Two thoughts on how the replacement is missing parts of the picture:

• There are distros that backport security fixes where pyexpat.EXPAT_VERSION will be misleading. Examples are RHEL (RedHat Enterprise Linux) and Debian stable. For SUSE I would need to check to be sure.
• As mentioned above, in many (or most?) context the distributor builds Python rather than the end user. Currently the addition seems to serve completeness but not necessarily help a specific user group. Those compiling manual will need familiarize themselves with the build system in more detail anyway, just my 2 cents.

For example, Expat versions lower than 2.6.0 may be vulnerable to “billion laughs”, “quadratic blowup” and “large tokens”. It is also possible to configure Expat to parse external entities, which may allow attackers to access local files or generate network connections; however, this is not possible when using the default handler.

The last sentence I find not so fortunate, and I would flip the general approach around a la "unless you do X, you're secure".
Maybe I should note that once we're at sentence level, review should move to a pull request if you're open to create one.

@hartwork - happy to jump on a call if the above is still unclear, let me know.

I sent a message to you on the call subject via https://heds.nz/about/ just now.

[picnixz]

Respectfully, I disagree that saying that the Expat parser is included with Python implies that (bundled) Expat is the default XML parser

I'm ok for "Python uses Expat as the default XML parser" as it's a small change.

So we've mentioned that Python could feasibly use a system-provided version of Expat, but we haven't described how that situation might occur.

The default build settings are the safest. It would be a footgun to actually tell users that are worried about security that they could also configure something by themselves. So no, I don't want to (re-)mention the system-wide possible configuration (and it's only possible if you build it from source, which is not the case for most users, and impossible on some platforms).

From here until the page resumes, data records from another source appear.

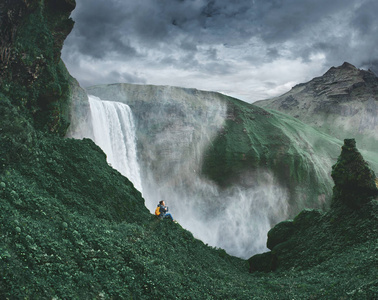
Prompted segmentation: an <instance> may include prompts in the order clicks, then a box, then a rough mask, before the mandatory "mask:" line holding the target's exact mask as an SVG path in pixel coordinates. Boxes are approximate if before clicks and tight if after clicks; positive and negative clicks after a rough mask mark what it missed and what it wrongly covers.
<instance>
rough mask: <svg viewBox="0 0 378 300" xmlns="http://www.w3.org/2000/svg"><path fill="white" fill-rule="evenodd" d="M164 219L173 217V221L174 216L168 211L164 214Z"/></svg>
mask: <svg viewBox="0 0 378 300" xmlns="http://www.w3.org/2000/svg"><path fill="white" fill-rule="evenodd" d="M163 219H171V220H172V221H173V217H172V215H171V214H170V213H166V214H165V215H164V216H163Z"/></svg>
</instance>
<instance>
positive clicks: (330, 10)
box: [63, 0, 378, 87]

Note that it's not the only way to actually have another expat version; one could also provide an ABI-compatible copy of the extension module (extension modules are like shared libraries). Thus, the best is to make them aware of the version check (your updated paragraph is fine but I'll remove the mention to system-wide expat). Historically, users asked a bundled version of Expat because the system-wide installation was not updated on time.

however, this is not possible when using the default handler.

In general, defaults are meant to be safe. And if they are not, then we mention it. Not the other way around. Otherwise the docs would blow up. I would prefer changing the docs for the external entity handler as Sebastian suggested:

I find that docs.python.org/3/library/pyexpat.html#xml.parsers.expat.xmlparser.ExternalEntityRefHandler does not mention implications of implementing such a handler, so maybe the docs of that function would be the key place to warn about things.

---

Keep in mind that the policy of the Python docs is not to make users understand all security issues, neither to be overly verbose (especially if the information can be found elsewhere), but rather make them aware of their existence and the some good practices (e.g., checking the expat version is the only practice I would recommend in genreal; don't use your system expat which may be outdated). For users that want more, we can add references but I don't want this page to become a full-fledged article.